Stan code

Model description

The two-component Gaussian mixture random-effects model allows the distribution of true study effects to be bimodal. Studies are assumed to arise from one of two populations — for example, short-term and long-term follow-up populations, or low-dose and high-dose populations. The mixing weight, component means, and component SDs are all estimated from the data.

Mathematical specification

Likelihood:

$y_i \mid \theta_i \sim \mathcal{N}(\theta_i,\, s_i^2)$

Random effects (mixture):

$p(\theta_i) = \pi \cdot \mathcal{N}(\theta_i \mid \mu_1,\, \tau_1^2) + (1 - \pi) \cdot \mathcal{N}(\theta_i \mid \mu_2,\, \tau_2^2)$

Priors:

$\pi \sim \text{Beta}(2,\, 2), \qquad \mu_j \sim \mathcal{N}(0,\, 1), \qquad \tau_j \sim \text{Half-Cauchy}(0,\, 0.5)$

with the constraint $\mu_1 < \mu_2$ imposed to resolve label switching.

data {
  int<lower=1> N;
  vector[N] y;
  vector<lower=0>[N] se;
}

parameters {
  real<upper=0> mu1;
  real<lower=0> mu2;
  real<lower=0> tau1;
  real<lower=0> tau2;
  real<lower=0, upper=1> pi_mix;
}

model {
  target += beta_lpdf(pi_mix | 2, 2);
  target += normal_lpdf(mu1  | 0, 1);
  target += normal_lpdf(mu2  | 0, 1);
  target += cauchy_lpdf(tau1 | 0, 0.5);
  target += cauchy_lpdf(tau2 | 0, 0.5);

  for (i in 1:N) {
    target += log_mix(
      pi_mix,
      normal_lpdf(y[i] | mu1, sqrt(square(tau1) + square(se[i]))),
      normal_lpdf(y[i] | mu2, sqrt(square(tau2) + square(se[i])))
    );
  }
}

generated quantities {
  real b_Intercept = pi_mix * mu1 + (1 - pi_mix) * mu2;
}

How bayesma calls this model

Selected by model_type = "random_effect" with re_dist = "mixture".

bayesma(
  data,
  model_type = "random_effect",
  re_dist    = "mixture"
)

The constraint $\mu_1 < 0$ and $\mu_2 > 0$ resolves label switching by anchoring component 1 to negative effects and component 2 to positive effects. When both components are expected to have the same sign, use a custom model with an ordered constraint: ordered[2] mu.

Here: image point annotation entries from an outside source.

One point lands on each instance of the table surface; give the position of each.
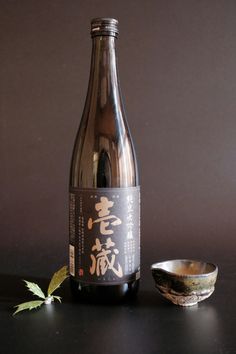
(148, 325)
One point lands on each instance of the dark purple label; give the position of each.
(105, 235)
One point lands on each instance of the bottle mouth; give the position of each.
(103, 26)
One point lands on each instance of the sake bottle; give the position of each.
(104, 222)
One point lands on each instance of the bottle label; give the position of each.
(105, 235)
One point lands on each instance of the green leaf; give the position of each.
(57, 279)
(28, 306)
(35, 289)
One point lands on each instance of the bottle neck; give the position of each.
(103, 82)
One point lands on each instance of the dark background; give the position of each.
(178, 77)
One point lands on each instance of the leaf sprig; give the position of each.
(55, 283)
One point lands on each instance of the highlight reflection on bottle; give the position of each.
(104, 186)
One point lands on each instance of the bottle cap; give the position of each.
(103, 26)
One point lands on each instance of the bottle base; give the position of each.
(104, 294)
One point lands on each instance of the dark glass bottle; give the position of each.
(104, 185)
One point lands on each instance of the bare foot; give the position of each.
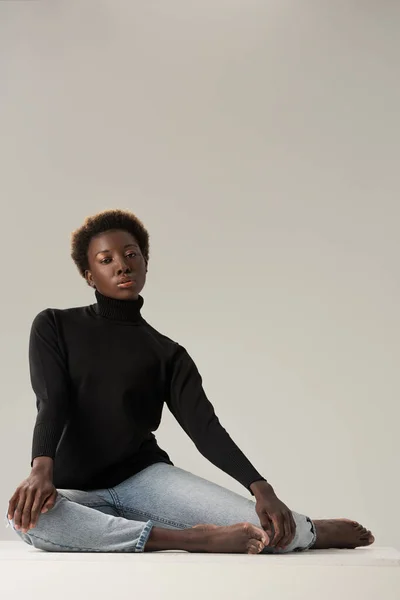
(242, 538)
(341, 533)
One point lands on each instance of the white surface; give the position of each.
(26, 572)
(259, 141)
(360, 557)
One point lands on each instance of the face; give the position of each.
(112, 255)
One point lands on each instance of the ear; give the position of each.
(89, 279)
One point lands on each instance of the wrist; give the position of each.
(43, 465)
(261, 488)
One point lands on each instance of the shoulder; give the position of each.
(55, 317)
(171, 346)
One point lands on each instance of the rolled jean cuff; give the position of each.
(144, 536)
(314, 534)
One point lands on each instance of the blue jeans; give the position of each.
(120, 519)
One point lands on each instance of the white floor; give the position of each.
(365, 574)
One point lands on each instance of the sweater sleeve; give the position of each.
(190, 406)
(50, 383)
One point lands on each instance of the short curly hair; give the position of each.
(105, 221)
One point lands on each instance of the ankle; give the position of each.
(190, 540)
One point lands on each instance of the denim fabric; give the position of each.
(120, 519)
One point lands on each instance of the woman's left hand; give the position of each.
(271, 510)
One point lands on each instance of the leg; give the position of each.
(173, 498)
(92, 522)
(86, 522)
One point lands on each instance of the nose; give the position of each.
(123, 266)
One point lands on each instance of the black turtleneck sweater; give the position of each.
(101, 375)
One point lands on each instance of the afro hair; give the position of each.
(105, 221)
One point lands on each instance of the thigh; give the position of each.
(172, 497)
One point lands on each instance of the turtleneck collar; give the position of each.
(119, 310)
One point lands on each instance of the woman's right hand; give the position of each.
(35, 495)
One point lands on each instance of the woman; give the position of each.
(99, 481)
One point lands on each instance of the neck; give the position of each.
(119, 310)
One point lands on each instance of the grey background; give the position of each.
(259, 143)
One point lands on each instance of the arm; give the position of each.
(190, 406)
(50, 382)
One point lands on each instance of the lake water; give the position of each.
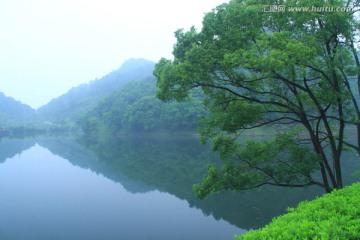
(135, 188)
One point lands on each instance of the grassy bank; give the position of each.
(333, 216)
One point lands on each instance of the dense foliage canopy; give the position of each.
(296, 71)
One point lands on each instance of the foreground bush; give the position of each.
(333, 216)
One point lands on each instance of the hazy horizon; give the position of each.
(49, 47)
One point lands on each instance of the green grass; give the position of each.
(332, 216)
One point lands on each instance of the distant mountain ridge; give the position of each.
(78, 100)
(13, 112)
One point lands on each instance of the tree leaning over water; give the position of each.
(297, 70)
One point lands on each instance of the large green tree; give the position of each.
(295, 69)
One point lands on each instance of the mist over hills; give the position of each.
(76, 101)
(14, 112)
(121, 101)
(80, 99)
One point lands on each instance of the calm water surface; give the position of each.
(136, 188)
(44, 196)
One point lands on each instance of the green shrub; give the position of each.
(333, 216)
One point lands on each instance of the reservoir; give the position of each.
(71, 187)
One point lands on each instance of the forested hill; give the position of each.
(76, 102)
(13, 112)
(134, 108)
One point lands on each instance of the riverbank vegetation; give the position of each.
(258, 68)
(333, 216)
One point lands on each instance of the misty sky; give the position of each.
(47, 46)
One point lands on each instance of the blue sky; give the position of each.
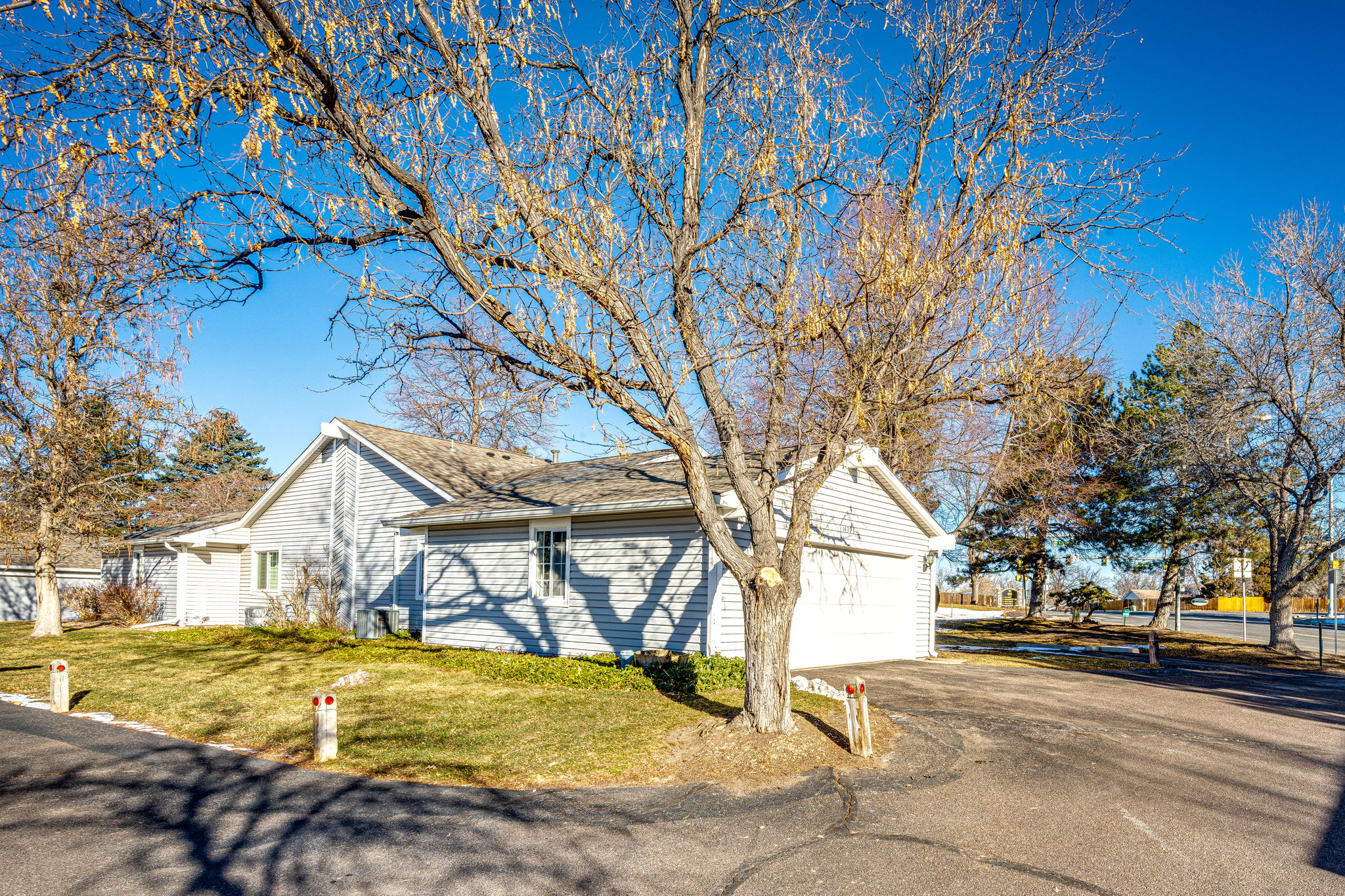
(1251, 92)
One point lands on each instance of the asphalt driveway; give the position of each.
(1216, 779)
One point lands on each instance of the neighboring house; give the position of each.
(498, 550)
(1139, 599)
(19, 590)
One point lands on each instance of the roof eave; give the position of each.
(725, 503)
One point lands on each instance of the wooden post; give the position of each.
(60, 687)
(324, 727)
(857, 717)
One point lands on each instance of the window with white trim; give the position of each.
(552, 565)
(268, 570)
(420, 567)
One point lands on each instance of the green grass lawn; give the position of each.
(416, 720)
(1005, 633)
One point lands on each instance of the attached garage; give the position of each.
(854, 608)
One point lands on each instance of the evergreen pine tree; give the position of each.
(217, 445)
(215, 468)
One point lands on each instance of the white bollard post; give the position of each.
(865, 731)
(60, 687)
(857, 717)
(324, 727)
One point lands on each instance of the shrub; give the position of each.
(82, 602)
(120, 603)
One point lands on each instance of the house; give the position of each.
(197, 566)
(76, 567)
(499, 550)
(1139, 599)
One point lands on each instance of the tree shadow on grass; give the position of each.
(191, 820)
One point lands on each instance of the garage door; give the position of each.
(854, 608)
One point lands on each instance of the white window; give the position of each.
(268, 570)
(552, 565)
(420, 568)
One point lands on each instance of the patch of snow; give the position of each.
(358, 677)
(818, 687)
(106, 717)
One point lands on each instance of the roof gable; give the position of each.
(445, 468)
(452, 468)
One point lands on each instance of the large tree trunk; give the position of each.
(1282, 621)
(767, 616)
(45, 574)
(1038, 602)
(1168, 591)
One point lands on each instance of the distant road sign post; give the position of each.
(1243, 570)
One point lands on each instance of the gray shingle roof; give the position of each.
(185, 527)
(455, 467)
(649, 476)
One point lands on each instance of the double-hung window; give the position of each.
(268, 570)
(552, 565)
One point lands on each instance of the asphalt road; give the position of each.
(1231, 626)
(1006, 782)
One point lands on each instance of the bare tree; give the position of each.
(81, 373)
(689, 215)
(467, 396)
(1269, 356)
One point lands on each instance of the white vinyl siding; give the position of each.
(19, 589)
(852, 511)
(384, 492)
(159, 570)
(298, 524)
(635, 582)
(210, 580)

b_Intercept is the mixture-weighted mean: $(1-\pi)\mu_1 + \pi\mu_2$ .

Parameterisation notes

The log_mix() function marginalises over the discrete component assignment $z_i \in \{1, 2\}$ , which avoids the poor mixing that occurs when sampling discrete parameters directly.

The constraint on component means ( $\mu_1 < 0 < \mu_2$ ) is a sufficient condition to eliminate label switching but may be inappropriate if both components are expected to have the same sign. In that case, use an ordered vector:

ordered[2] mu;

with a prior that allows both components to range over plausible values.

Identifiability

Two-component mixture models require $k \geq 20$ for reliable separation of the components. With smaller $k$ :

The mixing weight $\pi$ is poorly identified.
The posterior may be multimodal (the two label-switching modes not fully eliminated by the constraint).
Results are strongly prior-dependent.

Known sampling difficulties

Mixture models are among the most challenging posteriors to sample efficiently in Stan. Divergences and slow mixing are common. Mitigations:

Use adapt_delta = 0.99.
Increase warmup iterations (iter_warmup = 2000).
Inspect all chain traces individually.
Run prior predictive simulation to verify identifiability before fitting.